Delivering a level of QA similar to the food or building industry

Adam expressed that embedded systems should take lessons from other industries in terms of the quality assurance of many products.

Take the food industry, for example: “Whether the chefs check it or the service staff check it, you’d like to check what is going out the door. You know, the chef isn’t just going to read about the ingredients,” he adds. “The same is true for the building industry. A building inspector does not just review the blueprints. They have to check what is actually built. Is it built to specification? The size of that property?”

“The lesson we can take from other industries is to check what has actually gone out,” he concludes.

Developing a quality software security strategy – with metrics and KPIs

Calling upon his experience, Adam shared strategies and KPIs that can be used by C-level executives to track and measure the ROI of product security.

“I looked back at previous software security strategies over the years, and ones that I had to align to as an individual contributor, a security researcher. And they just weren’t measured. There was no clear sort of KPIs.”

“You don’t do this in most other teams but yet for software security, there seems to be this lack of maturity in a lot of product software security strategies to ask: Where’s your metrics? How do we know our ROI? How are we going to improve?”

Adam explains that even with the complexity of software supply chains, it’s all about visibility and goals. Product teams should develop that visibility and let that direct the quality. He stresses the need to use technology to organize software assets and inventory and draw conclusions from that.

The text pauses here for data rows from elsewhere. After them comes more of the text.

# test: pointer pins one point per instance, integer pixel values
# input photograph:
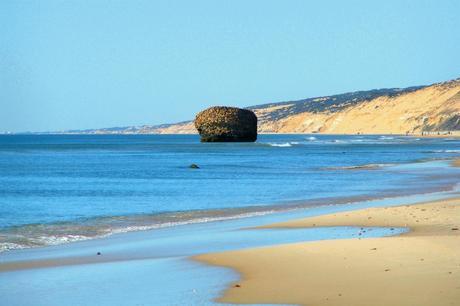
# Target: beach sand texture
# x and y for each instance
(421, 267)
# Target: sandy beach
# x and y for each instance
(420, 267)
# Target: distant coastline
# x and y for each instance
(432, 110)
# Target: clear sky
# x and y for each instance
(89, 64)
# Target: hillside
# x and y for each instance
(382, 111)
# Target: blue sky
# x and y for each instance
(88, 64)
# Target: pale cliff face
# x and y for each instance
(426, 109)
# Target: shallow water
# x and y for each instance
(62, 188)
(152, 268)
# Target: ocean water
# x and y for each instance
(61, 188)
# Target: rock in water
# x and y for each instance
(226, 124)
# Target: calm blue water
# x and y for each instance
(59, 188)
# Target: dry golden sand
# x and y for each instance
(418, 268)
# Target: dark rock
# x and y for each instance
(226, 124)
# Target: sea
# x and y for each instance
(56, 189)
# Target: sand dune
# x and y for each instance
(433, 108)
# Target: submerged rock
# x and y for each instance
(226, 124)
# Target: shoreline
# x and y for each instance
(136, 223)
(420, 267)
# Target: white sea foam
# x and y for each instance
(47, 240)
(8, 246)
(445, 151)
(281, 145)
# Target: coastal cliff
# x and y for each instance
(434, 108)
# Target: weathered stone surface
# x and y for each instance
(226, 124)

“For large products, for example, like an infotainment system, a modern one has more than 140,000 files on there, right? These are large, complex systems. Where do we start? I say we start with a quantified or measurable software security strategy where you ask and answer the following questions and track these answers over time.”

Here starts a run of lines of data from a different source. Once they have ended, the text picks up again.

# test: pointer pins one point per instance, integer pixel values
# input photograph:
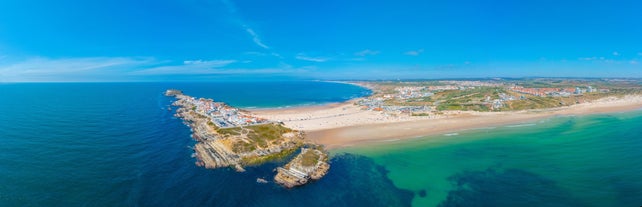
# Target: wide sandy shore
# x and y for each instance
(345, 124)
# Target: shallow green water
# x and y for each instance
(591, 160)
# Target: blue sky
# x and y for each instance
(161, 40)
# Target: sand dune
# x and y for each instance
(346, 124)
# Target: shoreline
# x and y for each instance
(314, 106)
(343, 124)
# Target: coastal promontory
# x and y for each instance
(231, 137)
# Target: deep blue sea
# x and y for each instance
(116, 144)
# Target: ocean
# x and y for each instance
(116, 144)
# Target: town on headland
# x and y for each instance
(230, 137)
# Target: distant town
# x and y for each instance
(425, 98)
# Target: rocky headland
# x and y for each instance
(230, 137)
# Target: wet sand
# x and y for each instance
(345, 124)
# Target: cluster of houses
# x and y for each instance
(412, 92)
(495, 104)
(222, 115)
(554, 92)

Some of these questions are:

  • Where are we today?
  • What do we want to be?
  • Where do we want to be in a couple of years?
  • What are we trying to achieve?”

How product teams can secure a budget in 2023

Adam shared a few practical tips on how product teams can secure a budget in a difficult economy:

  • Understand the business – CEOs aren’t interested in CVEs and CVSS scores, no matter how passionate you are. Ask yourself, what do they want to build? Not what you want to build.
  • Know your regulatory practices – They are quantified when it comes to business and risk. Every C-level executive will be held accountable and receive the penalty.
  • Know your standards – Even if you don’t follow regulatory practices, it’s great to help align to standards to improve quality. They’re a very good reference material.
  • Take a hard look at the strategy – Before building out an actual product security team, take a hard look at the strategy. If you are faced with large and complex problems, look at the inventory of your software. “I’ve done many assessments with huge organizations and if you look at the skillsets with the product security team, they aren’t aligned with the technology stack with what’s being developed. And that’s where the inventory comes back into play.”
  • Have measurable data points – Data points build credibility, especially when you are working with a CEO. “This is why I’m always so focused on the inventory and assets of software. We do this with the ingredients of food. We do this with building materials, to manage anything we’re gonna build and develop.”

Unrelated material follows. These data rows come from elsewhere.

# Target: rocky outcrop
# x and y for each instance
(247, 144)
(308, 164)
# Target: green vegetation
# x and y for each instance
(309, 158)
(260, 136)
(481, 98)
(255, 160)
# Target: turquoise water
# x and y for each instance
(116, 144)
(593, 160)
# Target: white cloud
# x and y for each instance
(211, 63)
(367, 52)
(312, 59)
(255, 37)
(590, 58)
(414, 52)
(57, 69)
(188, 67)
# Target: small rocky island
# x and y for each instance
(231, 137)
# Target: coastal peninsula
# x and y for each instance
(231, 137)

Sharing data points with executives as a foundation for how you plan on using given resources. This requires numbers and the identification of internal trends over time, not just based on a gut feeling. “Because we do this all over the place. We do this with the ingredients of food. We do this with building materials. To manage anything we’re going to build and develop. It doesn’t have to be any different than software,” he says.

Yet just like the food and construction industries, regulations have helped put security standards in place so we can trust any building we enter. Companies must ask themselves if their industry can retain high security standards on their own or if regulatory bodies will need to do the heavy lifting in the future.